A team of Rutgers CCB researchers led by Richard H. Ebright and Eddy Arnold has determined the three-dimensional structure of the transcription initiation complex, the key intermediate in the process by which cells read out genetic information in DNA.
In a paper published in Science, the Rutgers CCB scientists show how the molecular machine responsible for transcription initiation--a protein complex that consists of the enzyme RNA polymerase and the initiation factor δ- recognizes a specific site on DNA preceding a gene, binds to DNA, unwinds the DNA helix, and pre-organizes the unwound DNA to enable subsequent reactions.
"Determining the structure of a functional, specific transcription initiation complex has been a goal of researchers for three decades," said Ebright, a professor in Rutgers CCB and a laboratory director at the Waksman Institute of Microbiology at Rutgers.
The structure determined by the Rutgers CCB researchers is the structure of a transcription initiation complex from a bacterium.
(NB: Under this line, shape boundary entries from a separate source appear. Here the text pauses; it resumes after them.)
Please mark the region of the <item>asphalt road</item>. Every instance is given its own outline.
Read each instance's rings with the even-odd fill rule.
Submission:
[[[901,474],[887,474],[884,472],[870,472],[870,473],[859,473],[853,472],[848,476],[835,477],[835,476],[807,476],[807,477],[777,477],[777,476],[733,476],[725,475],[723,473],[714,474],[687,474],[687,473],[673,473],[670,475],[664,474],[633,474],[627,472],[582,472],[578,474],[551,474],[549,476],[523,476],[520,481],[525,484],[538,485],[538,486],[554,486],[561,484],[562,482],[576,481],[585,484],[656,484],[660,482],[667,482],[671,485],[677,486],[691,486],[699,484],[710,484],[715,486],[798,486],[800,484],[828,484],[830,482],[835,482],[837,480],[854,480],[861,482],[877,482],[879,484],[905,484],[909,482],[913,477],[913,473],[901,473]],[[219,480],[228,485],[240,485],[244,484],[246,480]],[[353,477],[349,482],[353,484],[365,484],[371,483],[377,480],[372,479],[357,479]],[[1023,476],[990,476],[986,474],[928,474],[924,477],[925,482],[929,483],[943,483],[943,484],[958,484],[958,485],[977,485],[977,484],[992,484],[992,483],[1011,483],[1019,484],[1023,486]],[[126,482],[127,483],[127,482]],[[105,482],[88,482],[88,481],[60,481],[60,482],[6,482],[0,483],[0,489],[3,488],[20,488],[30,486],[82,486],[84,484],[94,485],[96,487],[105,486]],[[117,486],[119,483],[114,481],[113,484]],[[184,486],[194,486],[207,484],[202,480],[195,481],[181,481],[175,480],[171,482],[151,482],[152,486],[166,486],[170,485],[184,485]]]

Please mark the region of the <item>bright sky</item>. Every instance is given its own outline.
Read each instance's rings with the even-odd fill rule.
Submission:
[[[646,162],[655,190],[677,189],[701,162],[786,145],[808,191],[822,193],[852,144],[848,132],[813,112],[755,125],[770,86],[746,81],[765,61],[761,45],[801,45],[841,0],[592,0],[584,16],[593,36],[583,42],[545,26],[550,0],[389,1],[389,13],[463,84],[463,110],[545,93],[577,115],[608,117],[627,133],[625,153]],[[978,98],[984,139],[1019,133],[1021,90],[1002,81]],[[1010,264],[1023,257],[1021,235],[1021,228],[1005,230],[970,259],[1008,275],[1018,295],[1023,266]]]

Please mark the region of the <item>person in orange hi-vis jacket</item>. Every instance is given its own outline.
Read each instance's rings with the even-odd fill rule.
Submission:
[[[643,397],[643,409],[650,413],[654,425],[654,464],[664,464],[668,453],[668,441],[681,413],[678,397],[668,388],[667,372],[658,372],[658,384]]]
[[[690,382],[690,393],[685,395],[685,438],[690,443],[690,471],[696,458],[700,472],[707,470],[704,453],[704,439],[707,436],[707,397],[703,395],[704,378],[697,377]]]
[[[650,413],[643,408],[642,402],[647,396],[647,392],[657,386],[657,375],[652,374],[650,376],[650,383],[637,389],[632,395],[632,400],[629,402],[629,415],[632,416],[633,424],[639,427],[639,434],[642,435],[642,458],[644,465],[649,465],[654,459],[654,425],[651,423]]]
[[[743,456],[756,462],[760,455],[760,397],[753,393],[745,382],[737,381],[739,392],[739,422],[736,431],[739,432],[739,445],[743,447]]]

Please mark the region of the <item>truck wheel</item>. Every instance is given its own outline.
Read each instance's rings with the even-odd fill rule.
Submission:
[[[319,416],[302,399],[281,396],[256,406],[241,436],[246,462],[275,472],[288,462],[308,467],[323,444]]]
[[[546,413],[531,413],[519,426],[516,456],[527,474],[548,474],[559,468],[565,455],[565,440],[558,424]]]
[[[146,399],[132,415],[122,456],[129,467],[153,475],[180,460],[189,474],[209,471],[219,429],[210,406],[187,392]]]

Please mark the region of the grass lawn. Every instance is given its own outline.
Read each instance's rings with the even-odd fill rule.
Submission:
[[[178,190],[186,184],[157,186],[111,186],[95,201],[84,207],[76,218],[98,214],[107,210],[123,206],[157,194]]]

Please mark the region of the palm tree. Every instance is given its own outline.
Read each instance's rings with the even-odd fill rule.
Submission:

The structure provides a foundation for understanding bacterial transcription initiation and transcriptional regulation and provides a starting point for developing new antibacterial agents that function by inhibiting bacterial transcription. Because the transcription machineries in bacteria and higher organisms are structurally and mechanistically related, the structure also provides a framework for understanding transcription and transcriptional regulation in higher organisms, including humans.
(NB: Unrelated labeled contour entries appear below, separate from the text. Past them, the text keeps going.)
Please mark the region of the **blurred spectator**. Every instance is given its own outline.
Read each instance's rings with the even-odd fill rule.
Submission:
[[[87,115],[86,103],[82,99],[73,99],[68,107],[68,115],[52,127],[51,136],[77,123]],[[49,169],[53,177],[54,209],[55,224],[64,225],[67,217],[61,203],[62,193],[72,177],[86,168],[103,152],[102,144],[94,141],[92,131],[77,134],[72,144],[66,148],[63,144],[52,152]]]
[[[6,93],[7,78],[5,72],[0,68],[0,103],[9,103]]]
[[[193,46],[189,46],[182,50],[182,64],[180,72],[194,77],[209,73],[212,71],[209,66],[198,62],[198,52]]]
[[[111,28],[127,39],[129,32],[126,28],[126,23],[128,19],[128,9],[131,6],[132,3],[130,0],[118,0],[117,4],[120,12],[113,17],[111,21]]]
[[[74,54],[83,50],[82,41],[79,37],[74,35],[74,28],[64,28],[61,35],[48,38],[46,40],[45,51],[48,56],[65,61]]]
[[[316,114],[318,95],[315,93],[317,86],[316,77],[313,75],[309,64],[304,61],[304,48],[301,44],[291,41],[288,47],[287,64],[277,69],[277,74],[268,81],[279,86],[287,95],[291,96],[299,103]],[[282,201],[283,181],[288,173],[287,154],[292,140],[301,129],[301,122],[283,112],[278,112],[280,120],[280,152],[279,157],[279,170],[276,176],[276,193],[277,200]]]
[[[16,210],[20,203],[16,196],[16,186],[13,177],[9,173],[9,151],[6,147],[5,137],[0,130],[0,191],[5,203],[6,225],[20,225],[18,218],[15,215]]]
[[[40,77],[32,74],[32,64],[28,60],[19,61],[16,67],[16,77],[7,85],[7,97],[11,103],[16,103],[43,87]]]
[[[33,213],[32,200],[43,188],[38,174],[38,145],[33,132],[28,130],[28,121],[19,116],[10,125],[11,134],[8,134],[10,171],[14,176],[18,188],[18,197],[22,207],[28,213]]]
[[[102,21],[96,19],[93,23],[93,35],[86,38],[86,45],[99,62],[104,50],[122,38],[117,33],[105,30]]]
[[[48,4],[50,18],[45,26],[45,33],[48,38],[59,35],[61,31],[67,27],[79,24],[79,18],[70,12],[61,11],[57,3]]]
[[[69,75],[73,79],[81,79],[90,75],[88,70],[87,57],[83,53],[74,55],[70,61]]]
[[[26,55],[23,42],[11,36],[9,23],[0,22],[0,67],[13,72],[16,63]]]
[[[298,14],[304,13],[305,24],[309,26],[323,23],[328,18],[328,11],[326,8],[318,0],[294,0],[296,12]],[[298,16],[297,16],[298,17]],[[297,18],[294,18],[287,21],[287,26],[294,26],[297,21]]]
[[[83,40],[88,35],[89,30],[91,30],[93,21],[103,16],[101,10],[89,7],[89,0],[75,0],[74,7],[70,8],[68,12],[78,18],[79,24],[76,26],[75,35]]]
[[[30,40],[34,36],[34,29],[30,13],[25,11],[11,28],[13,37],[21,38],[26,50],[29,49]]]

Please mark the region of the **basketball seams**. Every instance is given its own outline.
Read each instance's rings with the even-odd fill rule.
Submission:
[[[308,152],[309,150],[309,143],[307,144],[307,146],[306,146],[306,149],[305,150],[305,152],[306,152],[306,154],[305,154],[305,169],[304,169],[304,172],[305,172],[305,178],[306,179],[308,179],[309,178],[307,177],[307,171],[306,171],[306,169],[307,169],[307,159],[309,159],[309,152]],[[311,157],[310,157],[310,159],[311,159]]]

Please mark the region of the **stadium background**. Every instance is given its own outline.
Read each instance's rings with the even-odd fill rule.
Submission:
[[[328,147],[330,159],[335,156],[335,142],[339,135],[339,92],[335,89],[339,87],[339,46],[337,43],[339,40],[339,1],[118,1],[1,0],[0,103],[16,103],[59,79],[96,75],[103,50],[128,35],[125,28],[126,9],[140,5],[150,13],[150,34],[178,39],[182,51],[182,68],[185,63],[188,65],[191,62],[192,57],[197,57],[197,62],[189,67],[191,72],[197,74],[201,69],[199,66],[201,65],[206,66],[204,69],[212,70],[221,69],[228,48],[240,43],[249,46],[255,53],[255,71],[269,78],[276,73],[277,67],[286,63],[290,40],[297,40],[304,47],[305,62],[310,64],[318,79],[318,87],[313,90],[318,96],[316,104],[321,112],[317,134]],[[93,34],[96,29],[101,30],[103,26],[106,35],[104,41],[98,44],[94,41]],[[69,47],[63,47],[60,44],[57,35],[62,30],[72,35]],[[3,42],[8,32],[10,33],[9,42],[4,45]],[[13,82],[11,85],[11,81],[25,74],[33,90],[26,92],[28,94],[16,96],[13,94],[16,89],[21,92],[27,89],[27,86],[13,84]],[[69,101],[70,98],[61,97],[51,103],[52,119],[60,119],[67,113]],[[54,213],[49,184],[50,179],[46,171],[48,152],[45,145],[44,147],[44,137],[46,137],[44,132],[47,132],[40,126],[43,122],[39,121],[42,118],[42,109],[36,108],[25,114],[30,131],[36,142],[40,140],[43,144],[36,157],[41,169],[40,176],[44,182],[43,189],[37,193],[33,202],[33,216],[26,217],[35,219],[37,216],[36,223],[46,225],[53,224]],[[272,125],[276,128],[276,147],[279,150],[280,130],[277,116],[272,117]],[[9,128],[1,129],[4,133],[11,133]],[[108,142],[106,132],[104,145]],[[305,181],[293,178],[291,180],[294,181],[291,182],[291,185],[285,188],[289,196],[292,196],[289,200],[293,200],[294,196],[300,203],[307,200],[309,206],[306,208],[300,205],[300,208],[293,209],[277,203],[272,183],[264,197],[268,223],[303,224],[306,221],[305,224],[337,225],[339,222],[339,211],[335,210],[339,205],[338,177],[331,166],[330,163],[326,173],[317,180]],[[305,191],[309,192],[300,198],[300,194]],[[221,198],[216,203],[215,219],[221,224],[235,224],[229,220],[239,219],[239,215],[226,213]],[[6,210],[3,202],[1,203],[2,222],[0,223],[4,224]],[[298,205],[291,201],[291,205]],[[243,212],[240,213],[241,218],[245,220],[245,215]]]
The structure defines the interactions that RNA polymerase and δ make with the DNA site for transcription initiation, known as the "promoter." In particular, the structure defines interactions with a segment of the promoter that RNA polymerase and δ unwind to form single-stranded DNA (the "transcription bubble") and specific DNA sequences that RNA polymerase and δ recognize and bind to within this segment of the promoter (the "-10 element," the "discriminator element," and a new DNA sequence identified in this work, the "core recognition element").
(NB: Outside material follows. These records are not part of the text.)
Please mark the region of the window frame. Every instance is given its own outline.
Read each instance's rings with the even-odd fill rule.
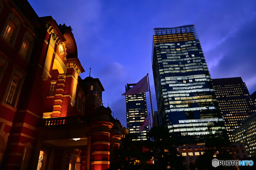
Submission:
[[[49,93],[48,94],[48,96],[51,97],[54,96],[55,95],[57,82],[57,81],[56,80],[50,82],[50,83],[51,83],[51,85],[50,86],[50,90],[49,90]],[[52,87],[53,87],[54,89],[52,89]]]
[[[6,30],[8,24],[11,23],[15,27],[12,32],[10,39],[8,40],[5,38]],[[11,13],[6,19],[1,33],[2,38],[13,47],[18,36],[18,33],[20,28],[20,21],[18,17],[13,13]]]
[[[9,87],[6,94],[6,97],[4,100],[4,102],[6,104],[11,106],[13,104],[13,101],[15,95],[15,92],[16,91],[16,89],[18,86],[19,79],[18,77],[17,76],[14,75],[12,76],[10,83],[8,86]],[[16,82],[14,81],[15,80],[16,80]],[[13,87],[14,87],[14,89],[12,88]],[[11,91],[12,91],[13,92],[12,93]],[[10,98],[11,98],[10,99]]]
[[[14,77],[16,77],[18,81],[17,81],[17,86],[14,92],[13,97],[11,103],[7,103],[6,102],[6,99],[8,96],[8,93],[9,92],[9,88],[12,85],[12,81]],[[17,104],[18,100],[19,95],[21,90],[21,88],[25,79],[25,76],[20,72],[16,70],[14,67],[13,68],[13,71],[10,76],[9,82],[7,86],[6,86],[6,90],[5,95],[2,99],[2,102],[7,105],[10,106],[11,107],[15,108],[17,106]]]
[[[82,101],[82,95],[80,93],[78,93],[77,95],[77,109],[80,111],[81,109],[81,101]]]

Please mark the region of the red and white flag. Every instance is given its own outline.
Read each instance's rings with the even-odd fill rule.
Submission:
[[[148,91],[148,84],[146,76],[128,91],[122,94],[124,96],[133,95]]]
[[[139,132],[141,132],[143,131],[143,129],[145,127],[146,127],[147,126],[150,124],[149,123],[150,119],[149,114],[147,115],[147,116],[146,117],[144,121],[143,122],[141,127],[140,127],[140,129],[139,129]]]

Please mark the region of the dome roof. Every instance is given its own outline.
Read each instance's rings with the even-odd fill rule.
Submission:
[[[123,132],[127,132],[128,133],[128,130],[124,126],[122,125],[122,133]]]
[[[93,79],[94,79],[91,76],[89,76],[89,77],[86,77],[85,79],[84,80],[86,80],[86,81],[90,81],[90,80],[93,80]]]

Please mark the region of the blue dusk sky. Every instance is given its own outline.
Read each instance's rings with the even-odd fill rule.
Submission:
[[[195,24],[211,77],[241,77],[256,90],[256,1],[28,0],[39,17],[70,25],[84,73],[99,78],[103,106],[126,126],[126,83],[149,73],[153,111],[157,110],[152,69],[153,28]],[[148,112],[151,112],[148,92]]]

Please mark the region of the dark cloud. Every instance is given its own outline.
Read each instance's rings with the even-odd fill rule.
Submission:
[[[58,24],[72,27],[86,70],[81,77],[92,68],[91,75],[105,89],[104,106],[108,99],[124,126],[125,97],[121,94],[126,83],[147,73],[157,110],[151,63],[154,27],[195,24],[212,78],[241,76],[251,93],[256,90],[254,0],[28,1],[39,17],[51,15]]]

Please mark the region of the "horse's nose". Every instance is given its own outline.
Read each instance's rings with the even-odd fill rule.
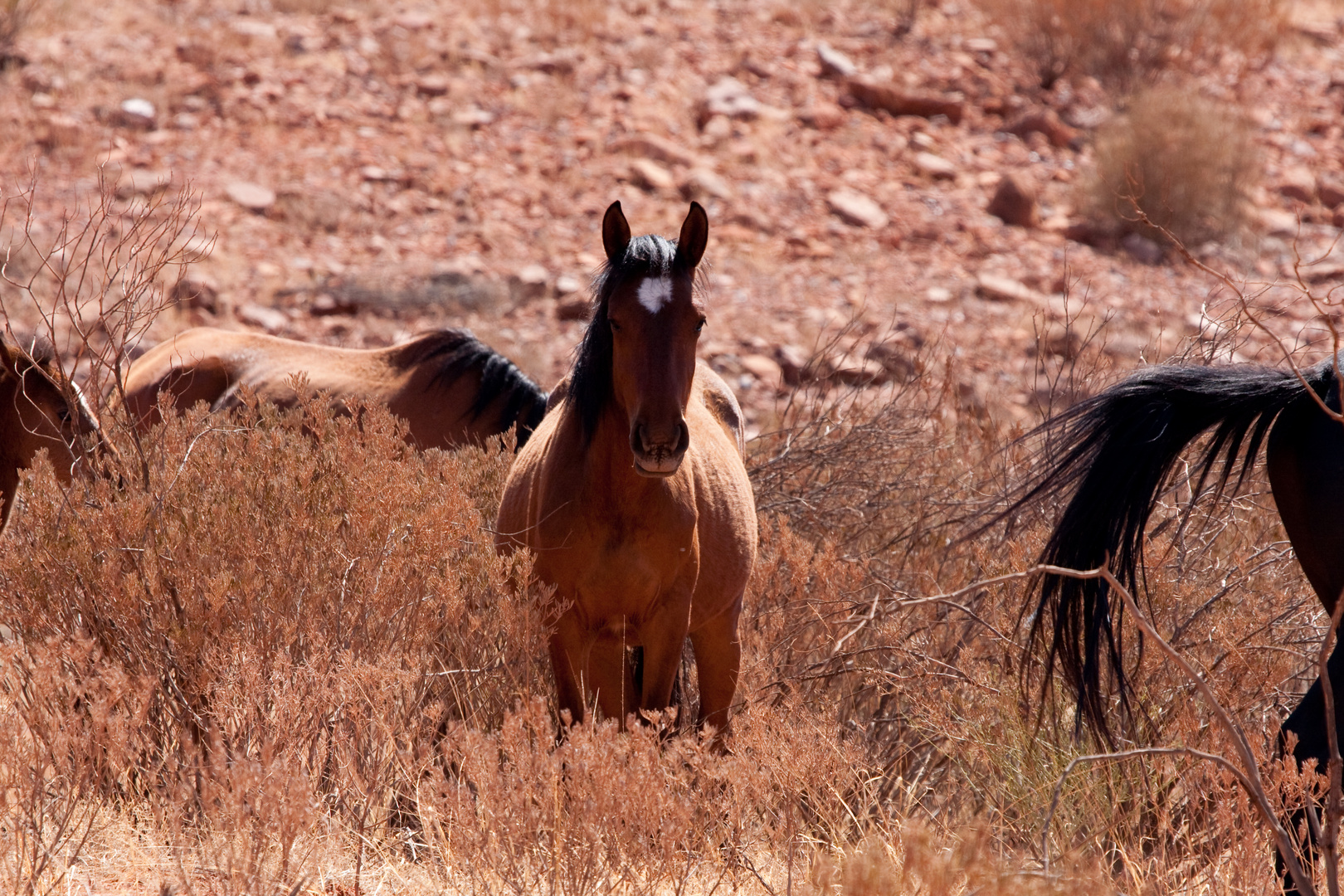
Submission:
[[[640,423],[632,433],[630,447],[636,454],[652,457],[679,455],[691,445],[691,430],[685,420],[677,419],[671,426],[650,426]]]
[[[671,426],[637,423],[630,429],[630,451],[634,465],[645,476],[671,476],[681,465],[691,446],[691,430],[677,418]]]

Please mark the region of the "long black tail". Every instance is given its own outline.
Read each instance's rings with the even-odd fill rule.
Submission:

The structure shows that a first part of δ recognizes the -10 element through contacts with single-stranded DNA that entail the unstacking and insertion of DNA bases of the -10 element into pockets. A second part of δ recognizes the discriminator element through contacts with single-stranded DNA that entail the unstacking and insertion of a DNA base of the discriminator element into a pocket. A third part of δ contacts the other strand of DNA and pre-organizes it to serve as the template for RNA synthesis. Finally, RNA polymerase recognizes the core recognition element through contacts with single-stranded DNA, unstacking and inserting a DNA base into a pocket.
Zhang, Y., Feng, Y., Chatterjee, S., Tuske, S., Ho, M., Arnold, E., and Ebright, RH. (2012); Structural basis of transcription initiation, Science 338, 1076-1080.